[cctv] add support for cctv.com to download all videos of one channel

2024-12-02 13:27:56 +01:00 · 2018-10-14 16:56:50 +08:00 · 2018-10-14 16:56:50 +08:00 · b1e4e389f3
commit b1e4e389f3
parent 5d90a8a5f3
2 changed files with 55 additions and 1 deletions
--- a/youtube_dl/extractor/cctv.py
+++ b/youtube_dl/extractor/cctv.py
@ -1,6 +1,7 @@
 # coding: utf-8
 from __future__ import unicode_literals
 import json
 import re
 from .common import InfoExtractor
@ -189,3 +190,56 @@ class CCTVIE(InfoExtractor):
            'duration': duration,
            'formats': formats,
        }
 class CCTVChannelIE(InfoExtractor):
    IE_DESC = '央视网 栏目'
    _VALID_URL = r'http://tv.cctv.com/lm/(?P<id>[0-9A-Za-z-_]+)/?'
    _TESTS = [{
        'url': 'http://tv.cctv.com/lm/d10fys/',
        'only_matching': True,
    }]
    def _entries(self, page, playlist_id):
        re_req_item_id = re.compile(r'setItemByid[a-zA-Z0-9]+')

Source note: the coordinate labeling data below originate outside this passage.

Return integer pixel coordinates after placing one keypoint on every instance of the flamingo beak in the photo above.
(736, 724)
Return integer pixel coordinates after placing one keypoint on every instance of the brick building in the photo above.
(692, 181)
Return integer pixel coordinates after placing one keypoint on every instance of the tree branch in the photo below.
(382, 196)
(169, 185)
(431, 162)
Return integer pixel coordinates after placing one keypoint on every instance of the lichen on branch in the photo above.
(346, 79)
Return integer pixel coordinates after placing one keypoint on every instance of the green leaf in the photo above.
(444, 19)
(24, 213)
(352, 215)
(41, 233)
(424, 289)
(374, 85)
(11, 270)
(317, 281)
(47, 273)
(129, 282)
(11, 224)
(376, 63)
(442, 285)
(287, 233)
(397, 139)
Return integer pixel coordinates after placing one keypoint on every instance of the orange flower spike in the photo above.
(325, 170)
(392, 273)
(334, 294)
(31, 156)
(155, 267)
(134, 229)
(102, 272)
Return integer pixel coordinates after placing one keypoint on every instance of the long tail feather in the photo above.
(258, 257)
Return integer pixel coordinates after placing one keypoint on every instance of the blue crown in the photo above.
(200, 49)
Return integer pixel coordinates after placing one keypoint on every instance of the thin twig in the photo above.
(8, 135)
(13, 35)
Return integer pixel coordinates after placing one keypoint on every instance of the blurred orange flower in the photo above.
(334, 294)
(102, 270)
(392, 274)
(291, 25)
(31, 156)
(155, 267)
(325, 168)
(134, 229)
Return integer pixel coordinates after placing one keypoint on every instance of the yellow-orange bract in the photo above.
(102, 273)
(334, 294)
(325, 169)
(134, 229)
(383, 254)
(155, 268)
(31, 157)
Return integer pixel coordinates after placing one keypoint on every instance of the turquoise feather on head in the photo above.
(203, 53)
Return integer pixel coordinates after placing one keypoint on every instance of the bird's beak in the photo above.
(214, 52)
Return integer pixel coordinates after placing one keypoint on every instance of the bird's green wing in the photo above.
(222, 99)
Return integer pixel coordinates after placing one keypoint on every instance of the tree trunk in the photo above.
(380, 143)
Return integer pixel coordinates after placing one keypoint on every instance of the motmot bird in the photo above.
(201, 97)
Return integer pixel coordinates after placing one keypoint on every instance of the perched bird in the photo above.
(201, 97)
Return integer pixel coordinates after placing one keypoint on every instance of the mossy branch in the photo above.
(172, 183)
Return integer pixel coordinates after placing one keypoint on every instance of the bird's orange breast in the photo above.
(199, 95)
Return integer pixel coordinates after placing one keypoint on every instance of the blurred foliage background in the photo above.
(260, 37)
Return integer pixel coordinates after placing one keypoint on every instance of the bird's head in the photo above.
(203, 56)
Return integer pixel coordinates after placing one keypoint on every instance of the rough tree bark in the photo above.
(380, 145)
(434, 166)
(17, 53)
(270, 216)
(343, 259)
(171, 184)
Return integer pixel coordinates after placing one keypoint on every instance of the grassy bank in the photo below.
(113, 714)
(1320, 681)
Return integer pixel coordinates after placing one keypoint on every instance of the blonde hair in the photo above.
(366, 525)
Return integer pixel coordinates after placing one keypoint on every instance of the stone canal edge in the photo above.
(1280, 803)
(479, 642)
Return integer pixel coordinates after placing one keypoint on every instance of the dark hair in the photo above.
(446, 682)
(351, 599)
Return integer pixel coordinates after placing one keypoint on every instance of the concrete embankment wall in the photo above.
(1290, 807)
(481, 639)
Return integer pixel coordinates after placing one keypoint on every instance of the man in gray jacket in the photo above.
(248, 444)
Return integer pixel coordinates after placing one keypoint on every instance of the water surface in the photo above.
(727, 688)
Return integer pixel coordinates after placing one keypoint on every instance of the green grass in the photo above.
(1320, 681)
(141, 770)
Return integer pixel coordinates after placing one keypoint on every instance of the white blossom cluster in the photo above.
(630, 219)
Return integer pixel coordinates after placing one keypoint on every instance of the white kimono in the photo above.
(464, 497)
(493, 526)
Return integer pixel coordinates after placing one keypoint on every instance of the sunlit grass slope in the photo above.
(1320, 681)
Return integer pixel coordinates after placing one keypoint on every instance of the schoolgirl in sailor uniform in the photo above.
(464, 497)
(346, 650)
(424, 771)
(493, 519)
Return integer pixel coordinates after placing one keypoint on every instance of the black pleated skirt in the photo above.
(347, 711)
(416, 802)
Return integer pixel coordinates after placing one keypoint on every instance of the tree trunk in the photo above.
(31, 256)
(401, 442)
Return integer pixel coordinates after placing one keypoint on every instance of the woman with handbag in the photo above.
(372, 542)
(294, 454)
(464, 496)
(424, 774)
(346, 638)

        re_req_id_tmp = re.compile(r'videolistByColumnId\?id=[a-zA-Z0-9]+(?=&)')
        re_req_id = re.compile(r'(?<=id=)[a-zA-Z0-9]+')
        count_per_page = 100
        req_item_id = re_req_item_id.findall(page)[0]
        req_id = re_req_id.findall(re_req_id_tmp.findall(page)[0])[0]
        page = 0
        while True:
            page += 1
            url_template = "http://api.cntv.cn/lanmu/videolistByColumnId" + \
                           "?id={}&serviceId=tvcctv&type=0&n={}&t=jsonp&cb={}&p=".format(
                               req_id, count_per_page, req_item_id)
            content = self._download_webpage(url_template + str(page), playlist_id)
            if not content:
                break
            content = content.rstrip()
            req_item_id = re_req_item_id.findall(content)[0]
            video_list = json.loads(content[(len(req_item_id) + 1):-2])["response"]["docs"]
            for content_dict in video_list:
                video_id, video_title, video_url = \
                    content_dict["videoId"], content_dict["videoTitle"], content_dict["videoUrl"]
                yield self.url_result(video_url, ie="CCTV", video_id=video_id, video_title=video_title)
            if len(video_list) < count_per_page:
                break
    def _real_extract(self, url):
        channel_id = self._match_id(url)
        channel_page = self._download_webpage(
            url, channel_id,
            'Downloading channel page', fatal=False)
        if channel_page is False:
            raise Exception('CCTV said: Cannot connect to {}'.format(url), expected=True)
        return self.playlist_result(self._entries(channel_page, channel_id), channel_id)
--- a/youtube_dl/extractor/extractors.py
+++ b/youtube_dl/extractor/extractors.py
@ -183,7 +183,7 @@ from .cbsnews import (
 from .cbssports import CBSSportsIE
 from .ccc import CCCIE
 from .ccma import CCMAIE
-from .cctv import CCTVIE
+from .cctv import CCTVIE, CCTVChannelIE
 from .cda import CDAIE
 from .ceskatelevize import (
    CeskaTelevizeIE,